Policies

Zurada’s System Use Policies

User Account

  1. Account sharing is prohibited. An account shared amongst multiple users can be a security risk and any such sharing can lead to the suspension of the account.

  2. Shared systems like LARCC, BigData, and Zurada should be used mindfully. Negative actions of one user (e.g., excessive number of file transfers leading to network saturation) can negatively impact the other users on the systems.

  3. Commercial activities that personally benefit a user and cryptocurrency related work (bitcoin mining) are prohibited on the systems maintained by the Research Computing group. Any activity of this nature when detected will lead to the suspension of the account.

  4. Accounts that have not been used for accessing the systems for more than 6-months will be deactivated for security reasons.

  5. Users should not create, transmit, or store illegal or inappropriate data on the systems maintained by the Research Computing group.

Running Jobs

  1. Compute servers (or nodes) are not shared among multiple users. When a user gets access to a compute node (through job submission), the node is not accessible to other users. This is implemented for security and performance reasons. If multiple users are sharing the same node, performance can be negatively impacted due to resource contention. However, users are encouraged to take advantage of tools such as “GNU Parallel” to concurrently run multiple independent tasks on the compute nodes allocated to them through a single SLURM job.

  2. Each user will be limited to a specific number of active jobs on a system at a given point in time to ensure fair-share of shared resources across all users on the system and to optimize the job queue wait times.

  3. Each job will be limited to a maximum allowed run-time on a system. Users are encouraged to consider implementing checkpointing-restart capabilities in their home-grown applications. The Research Computing team will be happy to provide guidance on implementing checkpointing-restart mechanism in the users’ code. Several third-party software, like the FLASH astrophysics code, already have in-built capabilities to checkpoint-restart. Such capabilities can be enabled by setting the required environment variables. The users are encouraged to review the documentation of their software to confirm whether or not the checkpoint-restart functionality is available in the software of their choice.

  4. Exceptions: If you require access to nodes for a longer period of time or need access to more nodes than what are allowed by default, please submit a service request ticket with an exemption request. We will need a brief description of the activity for your request, along with the number of cores and nodes required, and the time duration for which you are requesting the exemption. Also, we request to explore the options for checkpointing the code before submitting the ticket for service request.

Data Storage (Disk Usage)

  1. Work Directory (/work/username) on Zurada - this directory is where you should place all input/output files used with a job. This directory is NOT backed up and is not intended for long-term storage. All files in this directory that have not been accessed in the last 30 days will be likely candidates for deletion.

  2. Home Directory (/home/username) - this directory is backed up for 7 days but should only be used for installing and compiling code. Storage of datasets is permitted here, but there will be a hard quota limit of 25GB in place.

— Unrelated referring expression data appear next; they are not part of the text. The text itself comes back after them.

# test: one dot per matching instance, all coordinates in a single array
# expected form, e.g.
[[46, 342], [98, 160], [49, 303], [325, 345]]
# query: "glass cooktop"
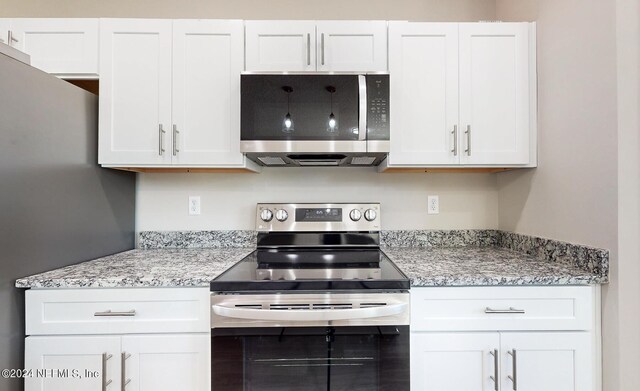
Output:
[[312, 269]]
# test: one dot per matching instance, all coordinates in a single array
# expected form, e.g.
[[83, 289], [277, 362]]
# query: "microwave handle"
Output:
[[362, 123], [310, 315]]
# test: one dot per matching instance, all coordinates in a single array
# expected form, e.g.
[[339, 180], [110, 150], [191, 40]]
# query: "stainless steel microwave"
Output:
[[315, 119]]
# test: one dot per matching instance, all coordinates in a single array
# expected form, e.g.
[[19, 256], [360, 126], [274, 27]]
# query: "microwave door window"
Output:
[[299, 107]]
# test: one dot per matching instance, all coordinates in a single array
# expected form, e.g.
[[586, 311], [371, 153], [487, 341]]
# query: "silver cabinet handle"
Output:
[[309, 49], [322, 47], [115, 313], [161, 133], [175, 140], [511, 310], [514, 376], [495, 377], [11, 38], [468, 133], [455, 140], [123, 370], [105, 382]]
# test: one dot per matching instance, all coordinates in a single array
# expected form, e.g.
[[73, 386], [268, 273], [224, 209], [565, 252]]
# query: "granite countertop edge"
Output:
[[158, 268]]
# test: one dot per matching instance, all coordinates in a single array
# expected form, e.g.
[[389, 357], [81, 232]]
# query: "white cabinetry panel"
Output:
[[547, 361], [352, 46], [67, 354], [423, 62], [64, 47], [494, 92], [280, 45], [453, 361], [135, 91], [207, 62], [167, 362]]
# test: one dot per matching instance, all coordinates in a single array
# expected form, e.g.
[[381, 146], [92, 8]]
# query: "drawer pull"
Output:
[[115, 313], [511, 310], [495, 377], [105, 382], [514, 376], [124, 381]]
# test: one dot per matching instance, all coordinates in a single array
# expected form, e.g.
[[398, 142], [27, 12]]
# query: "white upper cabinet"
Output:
[[135, 91], [462, 94], [423, 66], [65, 47], [170, 93], [297, 46], [351, 46], [494, 92], [207, 62], [280, 45]]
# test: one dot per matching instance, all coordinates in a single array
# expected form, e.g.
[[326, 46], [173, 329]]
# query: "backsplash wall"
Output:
[[467, 201]]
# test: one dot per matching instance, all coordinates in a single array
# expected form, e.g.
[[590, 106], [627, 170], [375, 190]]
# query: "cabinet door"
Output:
[[135, 91], [280, 45], [207, 62], [546, 361], [167, 362], [5, 24], [73, 363], [453, 361], [65, 47], [352, 46], [494, 93], [423, 63]]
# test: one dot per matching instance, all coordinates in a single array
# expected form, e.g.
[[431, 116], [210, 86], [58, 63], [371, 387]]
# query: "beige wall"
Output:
[[628, 267], [228, 200], [425, 10]]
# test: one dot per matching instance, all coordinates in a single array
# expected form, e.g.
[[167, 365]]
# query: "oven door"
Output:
[[363, 358]]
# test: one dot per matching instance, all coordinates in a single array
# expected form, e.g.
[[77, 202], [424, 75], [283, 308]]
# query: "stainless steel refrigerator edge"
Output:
[[57, 206]]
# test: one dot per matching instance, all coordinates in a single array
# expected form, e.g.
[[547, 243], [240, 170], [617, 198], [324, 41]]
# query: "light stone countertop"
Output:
[[425, 266]]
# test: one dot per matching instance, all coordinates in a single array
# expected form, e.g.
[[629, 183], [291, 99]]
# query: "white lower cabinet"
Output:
[[72, 363], [548, 361], [466, 361], [166, 362], [119, 339], [453, 361], [501, 354], [131, 362]]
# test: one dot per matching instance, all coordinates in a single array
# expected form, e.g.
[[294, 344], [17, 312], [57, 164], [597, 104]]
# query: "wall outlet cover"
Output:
[[433, 205], [194, 205]]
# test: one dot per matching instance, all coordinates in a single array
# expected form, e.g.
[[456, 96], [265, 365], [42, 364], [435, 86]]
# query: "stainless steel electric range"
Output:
[[318, 305]]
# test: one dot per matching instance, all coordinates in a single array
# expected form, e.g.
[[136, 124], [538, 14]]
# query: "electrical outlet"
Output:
[[433, 205], [194, 205]]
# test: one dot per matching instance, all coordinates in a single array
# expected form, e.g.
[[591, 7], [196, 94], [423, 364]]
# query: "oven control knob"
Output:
[[370, 214], [281, 215], [266, 215]]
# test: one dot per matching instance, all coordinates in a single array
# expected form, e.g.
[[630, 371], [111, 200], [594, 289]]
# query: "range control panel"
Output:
[[318, 217]]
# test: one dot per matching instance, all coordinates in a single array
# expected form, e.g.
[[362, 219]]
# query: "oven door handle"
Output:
[[310, 315]]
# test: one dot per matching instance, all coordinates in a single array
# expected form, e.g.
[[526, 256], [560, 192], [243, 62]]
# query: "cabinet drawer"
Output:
[[502, 308], [117, 311]]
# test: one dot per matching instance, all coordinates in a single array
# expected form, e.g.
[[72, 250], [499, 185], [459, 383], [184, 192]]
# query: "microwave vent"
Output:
[[272, 161], [362, 160]]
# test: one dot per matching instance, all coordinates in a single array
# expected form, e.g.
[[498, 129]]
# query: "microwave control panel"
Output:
[[378, 107]]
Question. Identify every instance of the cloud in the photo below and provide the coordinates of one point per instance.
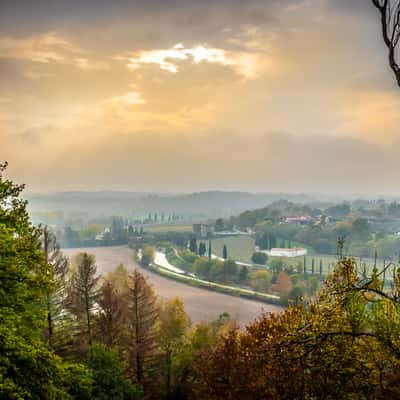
(86, 65)
(128, 99)
(244, 63)
(47, 48)
(44, 48)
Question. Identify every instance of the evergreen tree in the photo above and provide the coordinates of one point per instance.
(111, 316)
(56, 299)
(202, 249)
(141, 319)
(193, 245)
(84, 292)
(28, 369)
(224, 252)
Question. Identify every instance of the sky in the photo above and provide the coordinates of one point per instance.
(181, 96)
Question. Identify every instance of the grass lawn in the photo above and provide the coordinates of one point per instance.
(240, 248)
(168, 228)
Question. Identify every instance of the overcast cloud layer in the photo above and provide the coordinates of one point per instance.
(174, 95)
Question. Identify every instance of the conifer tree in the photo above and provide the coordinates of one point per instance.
(84, 293)
(141, 319)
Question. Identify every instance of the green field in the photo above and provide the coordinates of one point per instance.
(168, 228)
(240, 248)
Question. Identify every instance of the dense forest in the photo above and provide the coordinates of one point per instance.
(67, 333)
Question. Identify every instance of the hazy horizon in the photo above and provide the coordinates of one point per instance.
(185, 96)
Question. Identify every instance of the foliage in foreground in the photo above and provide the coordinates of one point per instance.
(121, 343)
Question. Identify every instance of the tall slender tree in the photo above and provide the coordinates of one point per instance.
(111, 316)
(142, 316)
(84, 292)
(56, 292)
(224, 252)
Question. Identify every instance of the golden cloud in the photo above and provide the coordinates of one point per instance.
(246, 64)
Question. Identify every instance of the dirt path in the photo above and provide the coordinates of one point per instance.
(200, 304)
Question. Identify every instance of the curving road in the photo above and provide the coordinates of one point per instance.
(200, 304)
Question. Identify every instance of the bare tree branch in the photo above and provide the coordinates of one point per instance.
(390, 20)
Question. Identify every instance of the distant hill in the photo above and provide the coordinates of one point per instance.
(203, 204)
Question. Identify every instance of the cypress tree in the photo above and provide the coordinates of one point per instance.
(224, 252)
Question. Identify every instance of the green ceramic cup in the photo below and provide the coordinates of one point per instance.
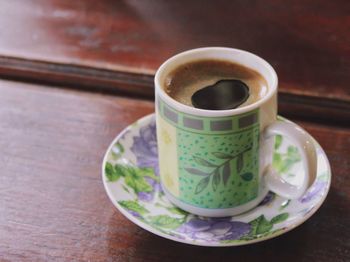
(218, 162)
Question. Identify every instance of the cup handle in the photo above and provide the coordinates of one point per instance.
(307, 150)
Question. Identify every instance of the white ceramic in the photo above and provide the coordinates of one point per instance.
(130, 175)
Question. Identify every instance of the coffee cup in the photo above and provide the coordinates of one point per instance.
(218, 163)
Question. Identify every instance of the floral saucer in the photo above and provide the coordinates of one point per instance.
(131, 178)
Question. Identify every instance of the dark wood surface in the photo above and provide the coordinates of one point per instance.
(117, 45)
(53, 206)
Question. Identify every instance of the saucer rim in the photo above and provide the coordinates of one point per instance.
(216, 244)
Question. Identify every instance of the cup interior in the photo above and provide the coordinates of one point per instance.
(244, 58)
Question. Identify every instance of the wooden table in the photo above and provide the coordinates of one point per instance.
(75, 73)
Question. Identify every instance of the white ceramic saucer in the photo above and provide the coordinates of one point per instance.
(131, 178)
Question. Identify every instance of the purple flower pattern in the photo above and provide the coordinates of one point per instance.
(213, 230)
(145, 149)
(267, 199)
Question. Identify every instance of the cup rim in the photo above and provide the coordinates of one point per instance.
(213, 113)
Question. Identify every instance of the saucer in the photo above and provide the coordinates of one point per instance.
(130, 176)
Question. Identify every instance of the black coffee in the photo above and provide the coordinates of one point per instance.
(215, 85)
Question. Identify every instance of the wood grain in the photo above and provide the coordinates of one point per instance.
(117, 45)
(53, 205)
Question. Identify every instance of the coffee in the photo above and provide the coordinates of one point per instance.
(187, 81)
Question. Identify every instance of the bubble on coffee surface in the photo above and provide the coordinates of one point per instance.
(224, 94)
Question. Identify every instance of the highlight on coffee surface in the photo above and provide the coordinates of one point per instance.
(215, 84)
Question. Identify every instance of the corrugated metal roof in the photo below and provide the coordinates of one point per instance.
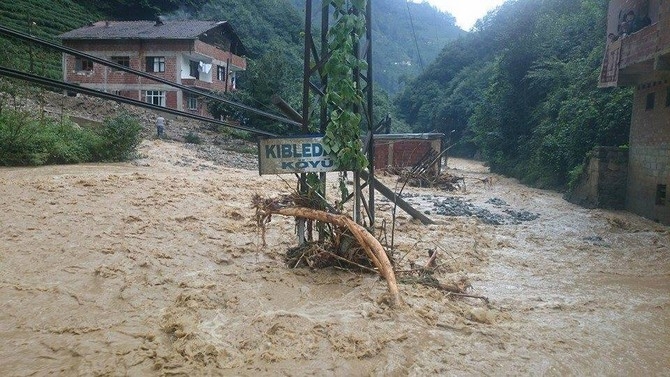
(189, 29)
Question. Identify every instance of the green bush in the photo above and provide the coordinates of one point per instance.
(120, 137)
(25, 140)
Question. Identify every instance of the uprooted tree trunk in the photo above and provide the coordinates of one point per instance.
(367, 241)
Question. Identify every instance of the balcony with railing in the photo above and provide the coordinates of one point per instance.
(630, 55)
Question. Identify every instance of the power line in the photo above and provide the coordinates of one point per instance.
(120, 67)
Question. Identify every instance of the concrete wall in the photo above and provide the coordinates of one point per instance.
(649, 158)
(603, 182)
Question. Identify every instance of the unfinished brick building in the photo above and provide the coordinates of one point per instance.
(638, 55)
(202, 54)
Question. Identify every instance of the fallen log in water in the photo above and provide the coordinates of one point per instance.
(373, 249)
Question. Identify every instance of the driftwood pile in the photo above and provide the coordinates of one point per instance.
(346, 244)
(425, 174)
(344, 231)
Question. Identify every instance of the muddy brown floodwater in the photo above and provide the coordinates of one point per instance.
(156, 268)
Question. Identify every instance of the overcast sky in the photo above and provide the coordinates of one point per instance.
(465, 11)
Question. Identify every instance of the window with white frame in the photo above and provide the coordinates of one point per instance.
(82, 64)
(155, 97)
(121, 60)
(155, 64)
(192, 102)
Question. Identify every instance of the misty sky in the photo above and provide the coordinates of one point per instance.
(465, 11)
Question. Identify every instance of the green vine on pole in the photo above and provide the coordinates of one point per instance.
(342, 138)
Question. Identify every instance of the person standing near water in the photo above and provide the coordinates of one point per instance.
(160, 127)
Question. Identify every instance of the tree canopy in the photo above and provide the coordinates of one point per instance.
(521, 90)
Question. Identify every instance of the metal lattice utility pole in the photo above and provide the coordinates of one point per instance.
(315, 83)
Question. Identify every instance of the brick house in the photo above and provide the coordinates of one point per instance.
(202, 54)
(638, 55)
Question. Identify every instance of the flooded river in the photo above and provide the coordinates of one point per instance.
(156, 268)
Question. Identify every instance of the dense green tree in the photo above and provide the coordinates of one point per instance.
(522, 90)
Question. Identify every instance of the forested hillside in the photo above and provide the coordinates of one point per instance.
(270, 29)
(521, 90)
(397, 56)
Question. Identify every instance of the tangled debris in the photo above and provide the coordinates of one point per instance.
(340, 226)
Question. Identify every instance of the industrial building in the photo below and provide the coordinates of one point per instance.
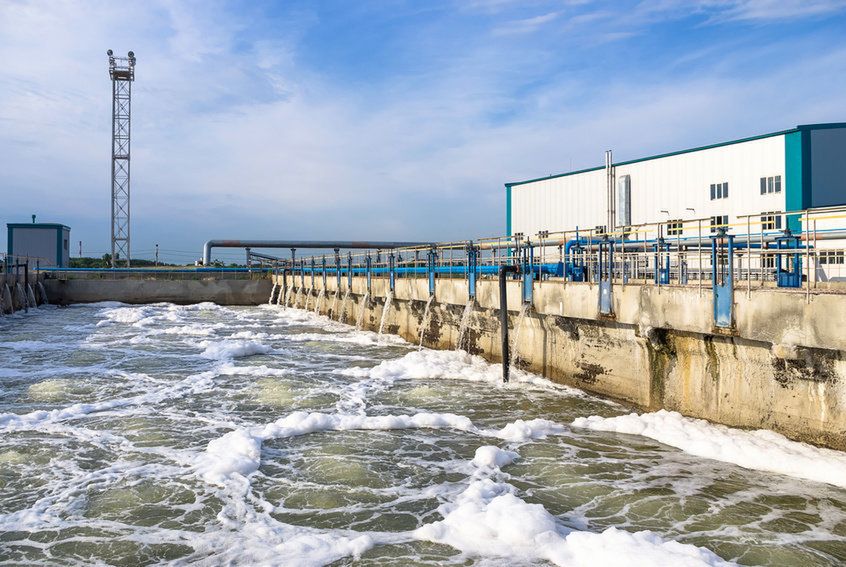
(44, 244)
(764, 175)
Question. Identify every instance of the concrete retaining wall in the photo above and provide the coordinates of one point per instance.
(222, 292)
(782, 368)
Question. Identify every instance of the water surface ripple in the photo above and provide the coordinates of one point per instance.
(264, 435)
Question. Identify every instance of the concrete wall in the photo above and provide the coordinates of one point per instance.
(782, 368)
(136, 290)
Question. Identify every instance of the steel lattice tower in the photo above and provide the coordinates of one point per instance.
(122, 72)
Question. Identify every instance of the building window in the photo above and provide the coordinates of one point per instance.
(832, 257)
(675, 227)
(718, 221)
(771, 221)
(719, 190)
(771, 184)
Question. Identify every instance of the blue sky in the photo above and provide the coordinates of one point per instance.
(381, 120)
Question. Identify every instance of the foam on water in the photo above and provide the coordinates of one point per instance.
(420, 364)
(489, 518)
(760, 450)
(53, 390)
(228, 349)
(189, 447)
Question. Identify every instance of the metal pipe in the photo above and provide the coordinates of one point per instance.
(503, 319)
(294, 244)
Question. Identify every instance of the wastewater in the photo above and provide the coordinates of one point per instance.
(273, 436)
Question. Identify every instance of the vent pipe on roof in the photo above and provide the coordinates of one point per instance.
(609, 178)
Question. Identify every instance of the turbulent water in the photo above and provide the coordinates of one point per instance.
(265, 435)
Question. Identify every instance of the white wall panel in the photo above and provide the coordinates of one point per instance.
(671, 183)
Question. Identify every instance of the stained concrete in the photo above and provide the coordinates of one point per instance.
(152, 290)
(782, 366)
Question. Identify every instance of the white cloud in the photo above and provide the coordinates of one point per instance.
(236, 138)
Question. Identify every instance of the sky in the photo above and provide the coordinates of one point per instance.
(390, 120)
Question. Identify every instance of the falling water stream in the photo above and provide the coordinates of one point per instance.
(386, 309)
(343, 317)
(427, 318)
(335, 303)
(465, 322)
(216, 435)
(518, 326)
(359, 322)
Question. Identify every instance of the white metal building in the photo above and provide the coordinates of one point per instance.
(764, 175)
(44, 244)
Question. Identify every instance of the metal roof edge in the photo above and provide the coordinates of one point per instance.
(36, 225)
(821, 126)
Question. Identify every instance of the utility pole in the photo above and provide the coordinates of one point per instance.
(122, 73)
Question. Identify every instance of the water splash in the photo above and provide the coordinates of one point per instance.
(343, 315)
(360, 321)
(332, 312)
(427, 316)
(30, 296)
(8, 304)
(43, 293)
(385, 310)
(20, 296)
(465, 322)
(514, 347)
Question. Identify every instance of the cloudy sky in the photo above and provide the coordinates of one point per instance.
(381, 120)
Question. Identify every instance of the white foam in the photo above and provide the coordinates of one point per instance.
(521, 430)
(190, 384)
(489, 519)
(364, 338)
(456, 364)
(237, 453)
(488, 456)
(760, 450)
(228, 349)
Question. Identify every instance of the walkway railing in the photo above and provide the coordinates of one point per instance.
(795, 251)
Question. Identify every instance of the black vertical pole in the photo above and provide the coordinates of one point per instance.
(503, 319)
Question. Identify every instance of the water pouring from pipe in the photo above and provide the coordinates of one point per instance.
(427, 315)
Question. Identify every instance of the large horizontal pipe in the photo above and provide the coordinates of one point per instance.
(313, 244)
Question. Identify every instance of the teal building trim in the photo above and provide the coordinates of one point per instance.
(793, 178)
(507, 210)
(60, 255)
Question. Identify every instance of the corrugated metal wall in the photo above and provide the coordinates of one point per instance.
(671, 183)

Large-Memory Node Utilization

As we have a limited number of large-memory nodes, access to these nodes should be requested through a Service Request ticket. Users should include the description of their use cases in the ticket to get access to these nodes.

GPU Resources Utilization

  1. Please use the GPU queues for running jobs that can take advantage of GPUs.

    1. Monitoring: The Research Computing group monitors system utilization and can identify underutilized resources attached to jobs.

    2. Termination: Jobs detected to be idle or not making use of the allocated GPUs will be terminated after a grace period of 1 hour.

    3. Notification: After termination, users will receive a warning email to either adjust their job to utilize the GPUs appropriately or utilize one of the CPU only queues.

Installing packages system-wide

The Research Computing team reviews software installation requests on a case-by-case basis to determine whether an application should be installed system-wide or is better suited for local installation in a user’s home directory. In the latter case, we are happy to provide guidance.

Please note that global installations can be time-consuming due to complex dependency chains. If a package definition does not already exist, we must create one to automate the build process, including definitions for all dependencies. Since these dependencies are often maintained by different teams, compiling and integrating them can be challenging and time-intensive.

While environment modules make it easy to load software, they are not part of the package-building or automation process.

Due to the high volume of requests, we prioritize faster solutions like Conda and reserve global installations for cases where no suitable alternative exists.